BP will team up with the government of Iraq to rehabilitate and develop four oil and gas fields in the northern region of Kirkuk.
The two sides signed a preliminary agreement to that effect this week. The deal follows another one, signed in 2013, for the development of the giant Kirkuk field, which is estimated to hold some nine billion barrels of recoverable crude. That deal was put on hold a year later, however, amid the Islamic State’s advance across the Middle East.
Following the war with IS, the autonomous region of Kurdistan claimed ownership of the Kirkuk field, further challenging the deal BP had with the central Iraqi government.
In a news release on the deal, BP said it would involve “Rehabilitation of existing facilities, where required, and the construction of new facilities – including gas expansion projects – together with a drilling programme at the Kirkuk fields, has the potential to stabilize production and reverse decline, returning production from this nationally important oilfield to a growth path.”

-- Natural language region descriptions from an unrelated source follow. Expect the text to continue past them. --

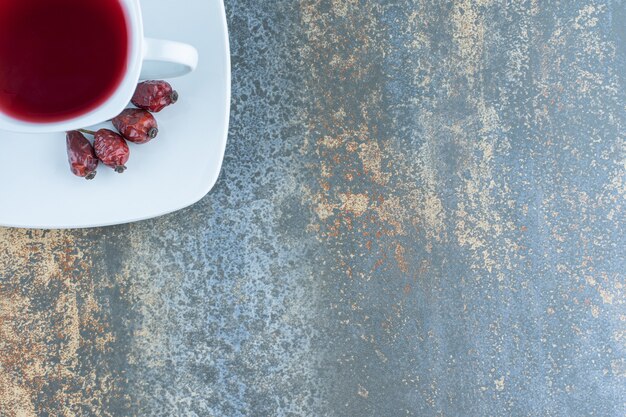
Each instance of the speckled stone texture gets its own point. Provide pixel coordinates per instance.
(421, 213)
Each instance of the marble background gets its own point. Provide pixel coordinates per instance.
(421, 213)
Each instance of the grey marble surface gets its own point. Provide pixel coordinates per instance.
(421, 213)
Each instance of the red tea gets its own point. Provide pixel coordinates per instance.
(60, 58)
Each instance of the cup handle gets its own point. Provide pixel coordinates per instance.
(167, 59)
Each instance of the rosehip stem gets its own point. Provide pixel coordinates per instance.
(89, 132)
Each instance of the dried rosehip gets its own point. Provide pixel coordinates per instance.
(136, 125)
(154, 95)
(81, 155)
(111, 149)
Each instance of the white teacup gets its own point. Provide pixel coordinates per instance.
(147, 59)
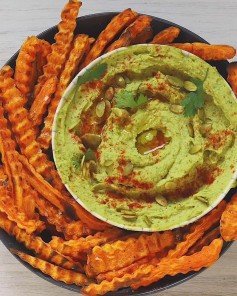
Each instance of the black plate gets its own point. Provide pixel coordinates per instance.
(93, 25)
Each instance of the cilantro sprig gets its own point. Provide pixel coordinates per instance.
(194, 100)
(125, 99)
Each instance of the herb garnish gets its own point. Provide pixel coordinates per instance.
(194, 100)
(125, 99)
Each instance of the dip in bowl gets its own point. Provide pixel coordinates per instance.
(151, 144)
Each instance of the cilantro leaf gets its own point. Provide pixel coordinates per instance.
(125, 99)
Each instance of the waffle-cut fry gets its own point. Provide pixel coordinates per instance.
(205, 240)
(228, 225)
(144, 36)
(56, 272)
(35, 243)
(123, 253)
(81, 45)
(119, 22)
(208, 52)
(166, 36)
(205, 258)
(130, 33)
(232, 76)
(73, 248)
(61, 48)
(26, 65)
(20, 218)
(39, 106)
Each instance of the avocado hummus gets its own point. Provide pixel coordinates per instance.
(151, 144)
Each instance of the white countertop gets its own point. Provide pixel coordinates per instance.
(214, 20)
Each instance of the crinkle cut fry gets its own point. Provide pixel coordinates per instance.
(232, 76)
(35, 243)
(166, 36)
(39, 106)
(20, 218)
(205, 258)
(61, 48)
(130, 33)
(228, 224)
(26, 65)
(207, 52)
(56, 272)
(74, 247)
(123, 253)
(81, 45)
(119, 22)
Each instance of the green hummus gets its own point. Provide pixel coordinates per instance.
(152, 144)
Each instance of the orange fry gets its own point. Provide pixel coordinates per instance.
(166, 36)
(232, 76)
(208, 52)
(39, 106)
(56, 272)
(120, 21)
(228, 225)
(130, 33)
(35, 243)
(26, 65)
(81, 45)
(61, 48)
(205, 258)
(123, 253)
(73, 248)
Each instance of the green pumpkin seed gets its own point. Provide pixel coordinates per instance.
(161, 200)
(202, 199)
(195, 149)
(109, 94)
(100, 109)
(177, 109)
(91, 140)
(120, 81)
(190, 86)
(128, 169)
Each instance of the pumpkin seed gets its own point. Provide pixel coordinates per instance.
(108, 162)
(109, 94)
(161, 200)
(100, 109)
(177, 109)
(205, 128)
(91, 140)
(128, 169)
(147, 221)
(190, 130)
(202, 199)
(120, 81)
(190, 86)
(195, 149)
(175, 81)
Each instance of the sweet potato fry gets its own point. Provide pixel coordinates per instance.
(61, 48)
(39, 106)
(228, 225)
(26, 65)
(208, 52)
(81, 45)
(120, 21)
(35, 243)
(123, 253)
(56, 272)
(205, 258)
(130, 33)
(73, 248)
(205, 240)
(166, 36)
(232, 76)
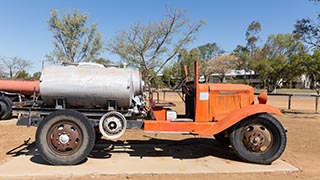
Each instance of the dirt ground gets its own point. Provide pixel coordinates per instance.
(303, 147)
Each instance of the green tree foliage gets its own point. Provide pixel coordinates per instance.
(311, 65)
(309, 30)
(36, 76)
(74, 41)
(209, 51)
(23, 74)
(252, 36)
(278, 60)
(220, 65)
(11, 66)
(150, 47)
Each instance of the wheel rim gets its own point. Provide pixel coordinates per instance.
(257, 138)
(65, 137)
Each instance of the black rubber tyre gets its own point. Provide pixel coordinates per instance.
(223, 138)
(65, 137)
(259, 139)
(5, 108)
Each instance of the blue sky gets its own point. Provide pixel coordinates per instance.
(24, 28)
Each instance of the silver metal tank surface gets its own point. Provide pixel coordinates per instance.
(89, 85)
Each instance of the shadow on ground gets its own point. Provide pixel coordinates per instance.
(190, 148)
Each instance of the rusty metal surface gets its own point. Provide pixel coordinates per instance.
(89, 86)
(25, 87)
(65, 137)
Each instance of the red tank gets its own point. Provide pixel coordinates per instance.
(25, 87)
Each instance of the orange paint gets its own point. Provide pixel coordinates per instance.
(217, 108)
(160, 114)
(24, 87)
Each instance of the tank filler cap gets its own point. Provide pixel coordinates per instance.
(89, 64)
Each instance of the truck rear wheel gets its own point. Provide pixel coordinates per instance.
(5, 108)
(259, 139)
(65, 137)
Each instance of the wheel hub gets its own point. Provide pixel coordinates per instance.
(65, 137)
(112, 125)
(257, 138)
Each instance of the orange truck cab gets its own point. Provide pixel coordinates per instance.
(228, 112)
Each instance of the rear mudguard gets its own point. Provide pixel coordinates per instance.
(238, 115)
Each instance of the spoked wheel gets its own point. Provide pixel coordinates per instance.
(65, 138)
(260, 139)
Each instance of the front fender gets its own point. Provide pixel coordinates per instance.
(236, 116)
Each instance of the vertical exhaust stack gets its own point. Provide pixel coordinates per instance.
(25, 87)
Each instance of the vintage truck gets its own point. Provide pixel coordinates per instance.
(73, 106)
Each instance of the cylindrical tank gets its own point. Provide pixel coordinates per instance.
(89, 86)
(25, 87)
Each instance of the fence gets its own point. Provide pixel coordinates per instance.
(288, 96)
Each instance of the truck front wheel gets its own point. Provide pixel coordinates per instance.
(259, 139)
(65, 138)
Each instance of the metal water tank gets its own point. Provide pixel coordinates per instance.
(89, 85)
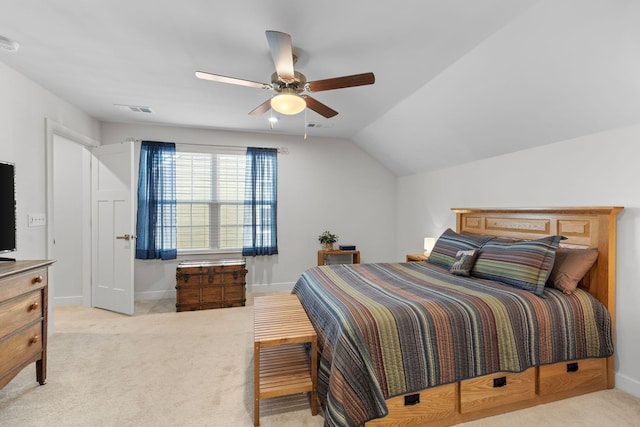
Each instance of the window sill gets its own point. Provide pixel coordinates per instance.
(187, 253)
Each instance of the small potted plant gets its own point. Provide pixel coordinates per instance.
(328, 239)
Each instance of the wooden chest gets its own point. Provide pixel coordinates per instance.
(201, 285)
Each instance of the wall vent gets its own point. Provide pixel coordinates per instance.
(135, 108)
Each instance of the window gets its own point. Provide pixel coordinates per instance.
(210, 201)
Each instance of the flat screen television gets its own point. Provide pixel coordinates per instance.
(7, 207)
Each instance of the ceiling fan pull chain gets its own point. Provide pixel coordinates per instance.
(306, 125)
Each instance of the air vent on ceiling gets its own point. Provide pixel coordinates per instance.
(135, 108)
(8, 45)
(319, 125)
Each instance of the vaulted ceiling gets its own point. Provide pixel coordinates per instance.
(456, 80)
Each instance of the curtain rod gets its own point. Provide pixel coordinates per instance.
(281, 150)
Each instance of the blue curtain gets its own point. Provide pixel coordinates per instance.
(260, 205)
(156, 227)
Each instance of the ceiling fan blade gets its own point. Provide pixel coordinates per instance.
(232, 80)
(319, 107)
(342, 82)
(282, 54)
(261, 109)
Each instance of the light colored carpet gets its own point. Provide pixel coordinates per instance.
(162, 368)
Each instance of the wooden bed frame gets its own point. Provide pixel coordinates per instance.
(584, 227)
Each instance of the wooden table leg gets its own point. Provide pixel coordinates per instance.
(314, 376)
(256, 384)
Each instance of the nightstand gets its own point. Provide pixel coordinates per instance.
(416, 257)
(322, 256)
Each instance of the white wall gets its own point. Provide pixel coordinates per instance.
(596, 170)
(322, 184)
(23, 108)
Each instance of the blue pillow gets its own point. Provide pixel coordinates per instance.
(449, 243)
(525, 265)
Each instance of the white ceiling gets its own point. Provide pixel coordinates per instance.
(456, 80)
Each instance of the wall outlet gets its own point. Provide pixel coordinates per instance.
(37, 220)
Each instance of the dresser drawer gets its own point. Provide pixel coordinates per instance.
(577, 377)
(17, 312)
(498, 389)
(21, 283)
(17, 348)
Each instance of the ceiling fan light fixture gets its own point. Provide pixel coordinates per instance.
(288, 102)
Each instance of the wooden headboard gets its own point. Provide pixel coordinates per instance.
(584, 227)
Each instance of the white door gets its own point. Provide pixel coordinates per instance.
(113, 227)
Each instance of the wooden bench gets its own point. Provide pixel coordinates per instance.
(281, 363)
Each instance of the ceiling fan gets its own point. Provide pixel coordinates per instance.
(289, 84)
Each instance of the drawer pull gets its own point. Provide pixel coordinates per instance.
(499, 382)
(412, 399)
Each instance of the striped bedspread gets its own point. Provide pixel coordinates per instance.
(392, 328)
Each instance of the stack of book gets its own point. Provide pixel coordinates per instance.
(347, 247)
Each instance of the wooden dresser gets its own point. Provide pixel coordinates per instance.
(205, 284)
(23, 318)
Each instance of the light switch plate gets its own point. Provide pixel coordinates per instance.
(37, 220)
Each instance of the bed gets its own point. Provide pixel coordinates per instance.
(414, 344)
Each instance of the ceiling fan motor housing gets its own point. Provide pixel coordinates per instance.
(298, 83)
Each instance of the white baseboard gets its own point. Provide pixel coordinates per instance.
(77, 300)
(270, 287)
(155, 295)
(627, 384)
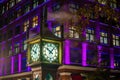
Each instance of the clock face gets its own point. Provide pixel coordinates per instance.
(50, 52)
(35, 52)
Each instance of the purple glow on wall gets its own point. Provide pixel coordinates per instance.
(67, 52)
(99, 54)
(12, 64)
(49, 25)
(19, 64)
(111, 58)
(28, 68)
(84, 53)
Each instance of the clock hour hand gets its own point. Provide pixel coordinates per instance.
(50, 51)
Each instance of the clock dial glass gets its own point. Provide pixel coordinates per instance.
(50, 52)
(35, 52)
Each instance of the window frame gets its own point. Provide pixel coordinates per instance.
(35, 21)
(90, 34)
(103, 37)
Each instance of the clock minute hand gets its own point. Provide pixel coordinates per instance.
(49, 51)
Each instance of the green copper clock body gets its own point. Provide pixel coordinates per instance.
(35, 52)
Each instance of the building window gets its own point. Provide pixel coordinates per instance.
(35, 3)
(117, 60)
(10, 49)
(90, 34)
(57, 31)
(116, 40)
(17, 48)
(113, 4)
(7, 7)
(73, 7)
(26, 25)
(3, 9)
(35, 21)
(103, 38)
(102, 1)
(17, 30)
(19, 12)
(10, 33)
(56, 7)
(47, 77)
(75, 53)
(105, 59)
(17, 1)
(0, 38)
(73, 33)
(11, 3)
(91, 57)
(26, 8)
(16, 64)
(24, 45)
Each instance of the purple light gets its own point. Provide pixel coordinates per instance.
(111, 58)
(84, 52)
(67, 52)
(12, 64)
(99, 54)
(29, 68)
(19, 67)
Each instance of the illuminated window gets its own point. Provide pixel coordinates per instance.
(17, 48)
(35, 3)
(11, 3)
(102, 1)
(90, 35)
(73, 7)
(56, 7)
(105, 59)
(7, 7)
(17, 30)
(27, 8)
(47, 77)
(117, 60)
(103, 38)
(17, 1)
(57, 31)
(24, 45)
(116, 40)
(113, 4)
(73, 33)
(26, 25)
(10, 49)
(3, 9)
(19, 12)
(35, 21)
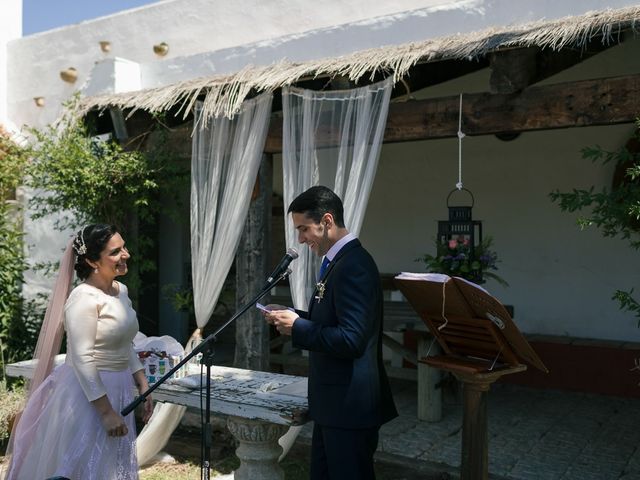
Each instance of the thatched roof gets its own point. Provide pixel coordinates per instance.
(225, 93)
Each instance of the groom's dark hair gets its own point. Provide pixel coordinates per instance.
(317, 201)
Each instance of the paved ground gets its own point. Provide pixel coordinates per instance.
(533, 434)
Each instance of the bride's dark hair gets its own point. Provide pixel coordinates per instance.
(88, 244)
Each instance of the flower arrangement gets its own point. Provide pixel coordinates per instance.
(455, 258)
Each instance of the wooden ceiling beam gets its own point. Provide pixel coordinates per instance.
(603, 101)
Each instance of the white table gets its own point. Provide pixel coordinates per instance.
(259, 406)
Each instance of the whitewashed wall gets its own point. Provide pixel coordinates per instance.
(10, 29)
(207, 37)
(561, 279)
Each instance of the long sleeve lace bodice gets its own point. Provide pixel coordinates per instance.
(100, 330)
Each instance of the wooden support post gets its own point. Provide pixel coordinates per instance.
(475, 437)
(475, 445)
(429, 393)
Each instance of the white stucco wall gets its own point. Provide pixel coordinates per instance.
(561, 279)
(208, 38)
(10, 29)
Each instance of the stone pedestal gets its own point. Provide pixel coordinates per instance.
(258, 450)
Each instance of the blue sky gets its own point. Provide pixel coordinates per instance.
(41, 15)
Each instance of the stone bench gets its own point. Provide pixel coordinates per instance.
(259, 407)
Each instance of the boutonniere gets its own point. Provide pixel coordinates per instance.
(320, 287)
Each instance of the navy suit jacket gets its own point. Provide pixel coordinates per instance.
(348, 385)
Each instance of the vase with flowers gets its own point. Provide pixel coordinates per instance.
(456, 258)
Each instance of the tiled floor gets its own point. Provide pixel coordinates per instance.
(533, 434)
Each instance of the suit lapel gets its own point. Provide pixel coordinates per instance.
(323, 281)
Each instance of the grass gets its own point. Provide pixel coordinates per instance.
(189, 469)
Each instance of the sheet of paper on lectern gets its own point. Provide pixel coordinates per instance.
(437, 296)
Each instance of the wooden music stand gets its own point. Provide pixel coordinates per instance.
(480, 344)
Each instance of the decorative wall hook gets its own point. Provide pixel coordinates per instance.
(161, 49)
(69, 75)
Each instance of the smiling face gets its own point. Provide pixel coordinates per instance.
(315, 235)
(113, 259)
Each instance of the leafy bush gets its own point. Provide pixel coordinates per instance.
(102, 181)
(14, 343)
(615, 211)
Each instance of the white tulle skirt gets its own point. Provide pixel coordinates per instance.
(60, 432)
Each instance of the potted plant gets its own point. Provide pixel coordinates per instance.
(456, 258)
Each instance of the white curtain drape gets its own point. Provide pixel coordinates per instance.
(356, 120)
(226, 156)
(224, 165)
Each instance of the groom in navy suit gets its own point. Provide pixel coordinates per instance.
(349, 394)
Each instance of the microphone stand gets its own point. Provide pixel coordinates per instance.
(207, 359)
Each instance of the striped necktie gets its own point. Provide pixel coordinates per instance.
(323, 268)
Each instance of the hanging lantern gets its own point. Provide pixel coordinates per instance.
(461, 234)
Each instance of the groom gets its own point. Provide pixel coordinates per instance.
(349, 394)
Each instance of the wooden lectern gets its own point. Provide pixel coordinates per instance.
(480, 344)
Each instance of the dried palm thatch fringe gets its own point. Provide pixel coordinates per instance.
(224, 94)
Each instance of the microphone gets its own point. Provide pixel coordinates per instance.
(282, 267)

Iraq is the second-largest oil producer in OPEC and Kirkuk is where its oil industry was born. In the past decade or so, however, oil operations in Kirkuk have been problematic due to disputes between the central government in Baghdad and the Kurdish regional government over control of the oil fields—and the oil revenues. The dispute was eventually resolved only for another crisis to emerge, this time concerning the pipeline shipping Kirkuk crude to Turkey.
The drama followed an International Chamber of Commerce ruling in March 2023 in a dispute between Turkey and Iraq regarding Kurdistan oil. The ICC ruled in favor of Iraq, which had argued that Turkey should not allow Kurdish oil exports via the Iraq-Turkey pipeline and the Turkish port of Ceyhan without approval from the federal government of Iraq.
As a result, shipments of oil from Kurdistan to Turkey have been suspended for over a year now, with whatever oil is still produced in the region going to local refineries. Reuters recently reported that smuggling is rife in the northern Iraqi region, with the oil getting loaded on trucks and smuggled into Turkey and Iran.